# yhe lone ranger ,,rated pg13



## panhead (Jul 1, 2007)

The Lone Ranger was ambushed and captured by an Indian warparty. 
The Indian Chief proclaims "So, you are the great Lone 
Ranger. 

In honor of the Harvest Festival, you will be executed in three 
days. But, before I kill you, I will grant you three requests. 

What is your first request?" 
The Lone Ranger responds, "I'd like to speak to my horse." 

Chief nods and Silver is brought before the Lone Ranger, who 
whispers in Silver's ear, and the horse gallops away. 

Later that evening, Silver returns with a beautiful blonde woman 
on his back. 

As the Indian Chief watches, the blonde enters the 
Lone Ranger's tent and spends the night. 

The next morning the Indian Chief admits he's impressed. 
"You have a very fine and loyal horse, but I will still kill 
you in two days. What is your second request?" 

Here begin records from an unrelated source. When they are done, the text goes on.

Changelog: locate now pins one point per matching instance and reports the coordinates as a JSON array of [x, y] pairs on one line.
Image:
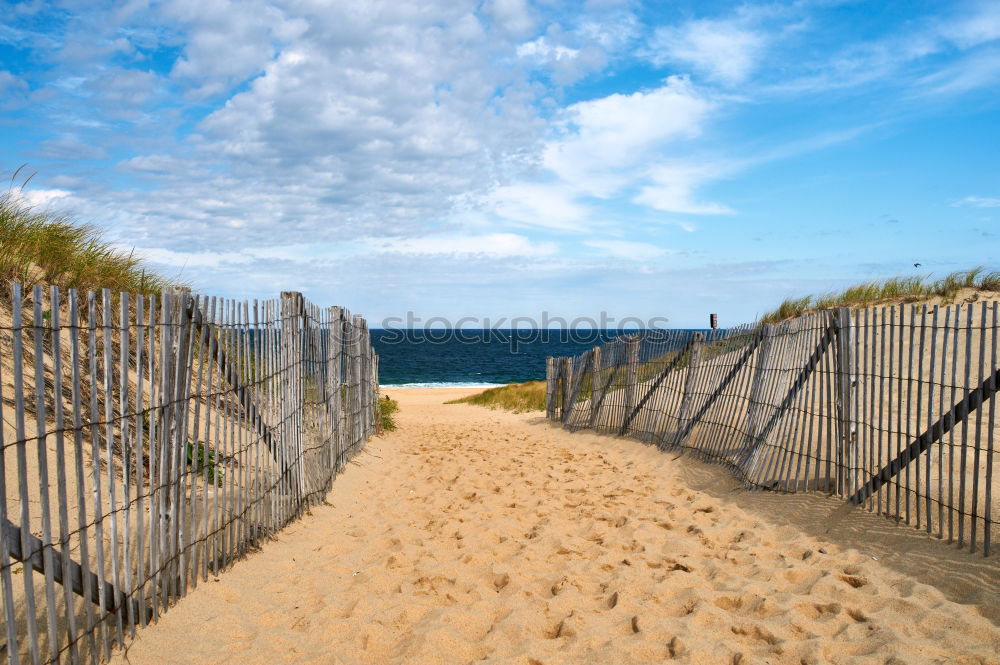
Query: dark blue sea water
[[475, 357]]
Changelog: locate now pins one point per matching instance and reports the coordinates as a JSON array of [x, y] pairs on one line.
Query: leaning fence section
[[150, 441], [892, 408]]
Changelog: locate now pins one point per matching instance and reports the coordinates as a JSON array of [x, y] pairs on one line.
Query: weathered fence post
[[334, 354], [846, 402], [631, 377], [754, 406], [595, 373], [291, 388], [567, 387], [683, 417], [550, 387]]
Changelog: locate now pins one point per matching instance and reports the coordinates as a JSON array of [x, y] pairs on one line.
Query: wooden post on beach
[[291, 407], [683, 416], [631, 377], [595, 375], [567, 387], [550, 388], [846, 402]]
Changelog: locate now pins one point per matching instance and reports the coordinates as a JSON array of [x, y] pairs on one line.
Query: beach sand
[[479, 536]]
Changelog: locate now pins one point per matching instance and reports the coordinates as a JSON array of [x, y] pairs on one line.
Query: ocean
[[470, 358]]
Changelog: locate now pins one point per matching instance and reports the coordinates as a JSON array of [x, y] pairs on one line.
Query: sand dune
[[477, 536]]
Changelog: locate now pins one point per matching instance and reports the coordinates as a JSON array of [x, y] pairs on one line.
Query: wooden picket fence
[[892, 408], [149, 442]]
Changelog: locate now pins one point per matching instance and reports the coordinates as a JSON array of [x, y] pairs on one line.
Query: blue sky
[[505, 158]]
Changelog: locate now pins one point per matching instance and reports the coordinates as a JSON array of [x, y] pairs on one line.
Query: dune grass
[[41, 247], [385, 410], [893, 289], [516, 397]]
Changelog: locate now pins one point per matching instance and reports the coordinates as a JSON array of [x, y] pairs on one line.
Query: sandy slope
[[475, 536]]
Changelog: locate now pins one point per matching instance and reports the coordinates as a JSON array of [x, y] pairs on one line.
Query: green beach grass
[[38, 246], [516, 397], [530, 396], [893, 289]]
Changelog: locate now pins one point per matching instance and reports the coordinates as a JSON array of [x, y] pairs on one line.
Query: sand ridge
[[478, 536]]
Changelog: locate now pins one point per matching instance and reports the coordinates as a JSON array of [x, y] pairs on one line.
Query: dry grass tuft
[[516, 397], [893, 289], [41, 247]]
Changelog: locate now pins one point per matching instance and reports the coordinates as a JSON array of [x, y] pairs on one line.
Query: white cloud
[[495, 245], [979, 202], [543, 205], [513, 17], [227, 41], [624, 249], [673, 190], [543, 50], [44, 197], [724, 50], [602, 139]]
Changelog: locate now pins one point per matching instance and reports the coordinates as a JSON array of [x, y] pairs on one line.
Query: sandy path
[[475, 536]]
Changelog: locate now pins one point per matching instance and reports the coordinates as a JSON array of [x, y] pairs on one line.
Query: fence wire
[[893, 407], [149, 442]]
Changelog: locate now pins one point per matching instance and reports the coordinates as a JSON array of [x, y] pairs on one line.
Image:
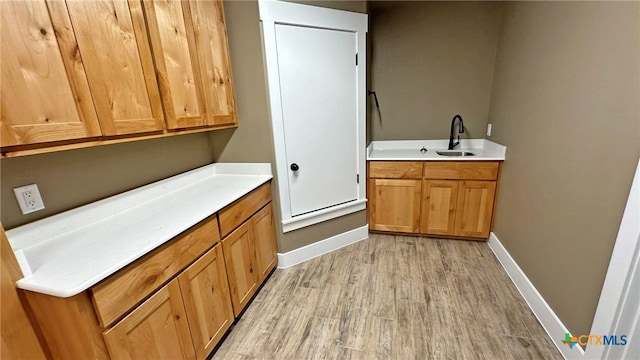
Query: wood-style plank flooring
[[391, 297]]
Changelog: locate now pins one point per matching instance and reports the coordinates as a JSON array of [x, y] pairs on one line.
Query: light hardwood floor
[[391, 297]]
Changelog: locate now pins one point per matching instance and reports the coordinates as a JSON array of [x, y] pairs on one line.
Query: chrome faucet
[[460, 131]]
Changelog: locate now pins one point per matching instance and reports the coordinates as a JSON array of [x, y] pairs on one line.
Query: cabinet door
[[157, 329], [191, 56], [265, 241], [474, 208], [215, 64], [439, 207], [112, 39], [240, 263], [395, 205], [172, 37], [205, 292], [45, 94]]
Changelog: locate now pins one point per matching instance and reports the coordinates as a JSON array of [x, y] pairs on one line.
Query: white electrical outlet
[[29, 198]]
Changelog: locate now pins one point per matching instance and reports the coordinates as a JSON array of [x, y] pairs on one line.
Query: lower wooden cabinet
[[205, 292], [266, 249], [439, 207], [250, 255], [394, 205], [157, 329], [176, 302], [452, 198], [474, 208], [240, 259]]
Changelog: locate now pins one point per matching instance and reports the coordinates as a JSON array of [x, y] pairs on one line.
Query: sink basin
[[455, 153]]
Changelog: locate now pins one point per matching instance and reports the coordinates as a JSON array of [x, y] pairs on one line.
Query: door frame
[[613, 308], [280, 12]]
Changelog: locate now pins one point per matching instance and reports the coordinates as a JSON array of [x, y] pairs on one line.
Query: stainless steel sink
[[455, 153]]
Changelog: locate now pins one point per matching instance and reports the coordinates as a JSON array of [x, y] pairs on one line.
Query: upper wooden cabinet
[[192, 59], [112, 40], [97, 70], [45, 94]]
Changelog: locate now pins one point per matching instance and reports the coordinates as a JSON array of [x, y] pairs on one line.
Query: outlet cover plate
[[29, 198]]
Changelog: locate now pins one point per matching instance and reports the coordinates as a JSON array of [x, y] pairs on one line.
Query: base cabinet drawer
[[157, 329], [183, 320], [453, 198], [176, 302]]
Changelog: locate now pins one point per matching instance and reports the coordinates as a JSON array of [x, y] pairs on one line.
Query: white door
[[315, 61], [319, 108]]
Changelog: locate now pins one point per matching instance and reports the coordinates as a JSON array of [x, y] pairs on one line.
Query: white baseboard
[[549, 320], [322, 247]]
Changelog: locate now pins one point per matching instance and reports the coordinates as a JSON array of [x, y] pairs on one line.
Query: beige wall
[[73, 178], [430, 61], [566, 103], [252, 141]]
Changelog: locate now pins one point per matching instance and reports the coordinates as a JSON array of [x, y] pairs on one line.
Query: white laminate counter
[[68, 253], [410, 150]]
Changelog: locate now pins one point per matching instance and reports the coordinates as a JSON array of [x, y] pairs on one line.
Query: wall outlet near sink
[[29, 198]]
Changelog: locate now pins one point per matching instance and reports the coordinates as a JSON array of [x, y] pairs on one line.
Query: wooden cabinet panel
[[205, 292], [157, 329], [395, 205], [39, 58], [112, 40], [215, 64], [474, 208], [265, 242], [439, 207], [172, 37], [239, 258], [236, 213], [122, 291], [192, 60], [395, 169], [475, 170]]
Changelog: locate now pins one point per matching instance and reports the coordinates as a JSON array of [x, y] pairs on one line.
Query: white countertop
[[410, 150], [68, 253]]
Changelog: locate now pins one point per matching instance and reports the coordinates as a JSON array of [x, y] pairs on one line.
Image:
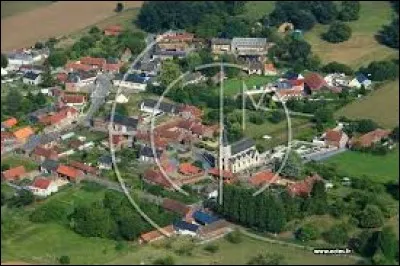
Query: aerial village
[[65, 151]]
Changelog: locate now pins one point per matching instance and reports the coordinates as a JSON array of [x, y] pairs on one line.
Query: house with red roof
[[314, 82], [113, 30], [262, 178], [303, 187], [15, 173], [335, 137], [69, 173], [43, 187], [10, 122], [370, 138], [189, 170]]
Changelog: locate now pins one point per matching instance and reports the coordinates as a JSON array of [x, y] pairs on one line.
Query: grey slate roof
[[31, 75], [242, 145]]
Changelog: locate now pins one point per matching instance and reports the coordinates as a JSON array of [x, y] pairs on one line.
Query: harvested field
[[381, 105], [55, 20], [11, 8]]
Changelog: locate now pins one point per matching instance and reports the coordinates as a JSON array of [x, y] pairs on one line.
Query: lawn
[[378, 168], [362, 47], [381, 105], [233, 86], [228, 254], [255, 10], [278, 132], [17, 160], [10, 8]]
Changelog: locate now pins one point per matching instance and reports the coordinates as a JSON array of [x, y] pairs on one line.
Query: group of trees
[[207, 19], [115, 218], [389, 34]]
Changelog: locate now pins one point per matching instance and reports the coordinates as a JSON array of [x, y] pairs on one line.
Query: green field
[[255, 10], [378, 168], [381, 105], [17, 160], [229, 254], [233, 86], [362, 47], [278, 132], [10, 8]]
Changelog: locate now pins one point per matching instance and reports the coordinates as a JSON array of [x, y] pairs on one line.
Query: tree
[[4, 61], [336, 235], [307, 232], [119, 7], [293, 166], [64, 260], [388, 243], [370, 217], [336, 67], [389, 34], [267, 259], [57, 58], [349, 11], [47, 78], [170, 72], [277, 116], [337, 32]]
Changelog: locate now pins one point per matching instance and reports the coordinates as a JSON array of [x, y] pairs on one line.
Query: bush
[[64, 260], [168, 260], [234, 237], [212, 248], [337, 32]]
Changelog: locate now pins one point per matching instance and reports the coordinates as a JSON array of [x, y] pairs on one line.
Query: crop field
[[362, 47], [11, 8], [55, 20], [381, 105], [378, 168]]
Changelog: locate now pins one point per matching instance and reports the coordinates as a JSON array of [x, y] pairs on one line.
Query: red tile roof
[[12, 121], [155, 234], [24, 133], [94, 61], [14, 173], [225, 173], [41, 183], [155, 176], [84, 167], [314, 81], [47, 153], [263, 177], [175, 206], [74, 98], [68, 171], [189, 169]]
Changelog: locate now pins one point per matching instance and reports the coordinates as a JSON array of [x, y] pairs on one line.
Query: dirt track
[[55, 20]]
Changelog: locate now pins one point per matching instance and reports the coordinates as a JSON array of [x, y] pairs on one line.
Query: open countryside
[[57, 17]]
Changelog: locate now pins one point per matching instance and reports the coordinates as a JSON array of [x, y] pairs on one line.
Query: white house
[[31, 78], [43, 187], [133, 82], [121, 99], [360, 80]]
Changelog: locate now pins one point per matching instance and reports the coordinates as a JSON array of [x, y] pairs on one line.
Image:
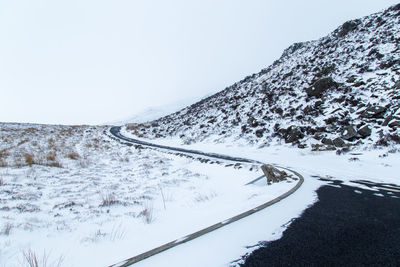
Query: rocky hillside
[[339, 91]]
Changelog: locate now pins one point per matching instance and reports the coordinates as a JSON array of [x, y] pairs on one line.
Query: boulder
[[338, 142], [394, 124], [260, 133], [397, 85], [387, 120], [373, 112], [320, 86], [327, 141], [252, 122], [347, 27], [273, 174], [293, 134], [364, 131], [349, 133]]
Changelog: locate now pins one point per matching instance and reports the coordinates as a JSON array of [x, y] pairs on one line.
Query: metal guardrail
[[128, 262]]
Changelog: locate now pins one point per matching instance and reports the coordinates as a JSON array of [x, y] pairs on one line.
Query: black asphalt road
[[116, 132], [348, 226]]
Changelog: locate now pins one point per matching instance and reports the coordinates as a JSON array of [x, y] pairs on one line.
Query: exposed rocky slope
[[335, 92]]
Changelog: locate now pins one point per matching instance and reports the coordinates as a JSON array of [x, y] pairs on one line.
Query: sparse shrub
[[147, 213], [29, 159], [7, 229], [32, 260], [117, 233], [23, 141], [4, 153], [51, 156], [55, 164], [108, 200], [73, 155]]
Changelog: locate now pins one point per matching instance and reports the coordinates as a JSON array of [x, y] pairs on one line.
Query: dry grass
[[147, 213], [7, 229], [32, 260], [108, 200], [51, 156], [29, 159], [73, 155]]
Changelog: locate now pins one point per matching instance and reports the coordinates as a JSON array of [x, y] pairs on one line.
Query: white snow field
[[72, 194]]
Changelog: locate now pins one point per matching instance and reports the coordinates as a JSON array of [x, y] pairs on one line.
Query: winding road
[[116, 133]]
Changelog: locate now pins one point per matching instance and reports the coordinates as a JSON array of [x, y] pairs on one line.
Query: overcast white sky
[[95, 61]]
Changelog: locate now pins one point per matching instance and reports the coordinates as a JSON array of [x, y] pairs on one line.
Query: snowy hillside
[[73, 193], [339, 91]]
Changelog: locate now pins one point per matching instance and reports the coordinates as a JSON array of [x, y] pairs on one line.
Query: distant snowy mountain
[[339, 91], [156, 112]]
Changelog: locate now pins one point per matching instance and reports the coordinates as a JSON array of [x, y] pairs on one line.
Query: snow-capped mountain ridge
[[340, 90]]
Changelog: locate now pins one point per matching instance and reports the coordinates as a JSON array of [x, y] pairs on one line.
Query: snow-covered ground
[[377, 165], [73, 193]]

The Lone Ranger again asks to speak to his horse. Silver is 
brought to him and he again whispers in the horse's ear. As 
before, Silver takes off across the plains and disappears over the 
horizon. 

Later that evening, to the Chief's surprise, Silver again 
returns, this time with a voluptuous brunette, even more attractive than 
the blonde. She enters the Lone Ranger's tent and spends the 
night. 

The following morning the Indian Chief is again impressed. 
"You are indeed a man of many talents, but I will still kill you 
tomorrow. What is your last request." 

The Lone Ranger responds, "I'd like to speak to my horse, 
alone." 
The Chief is curious, but he agrees and Silver is brought to 
the Lone Ranger's tent. 

Once they're alone, the Lone Ranger grabs Silver by both ears, 
looks him square in the eye and says, 
"Listen carefully, for the last time, I said "BRING POSSE."


----------



## bigarm's smokin (Jul 1, 2007)

*Some times those crow bait hay burners can't do nothing right! I wish my three had Silvers hearing problem. Terry*


----------



## blackhawk19 (Jul 1, 2007)

That's funny


----------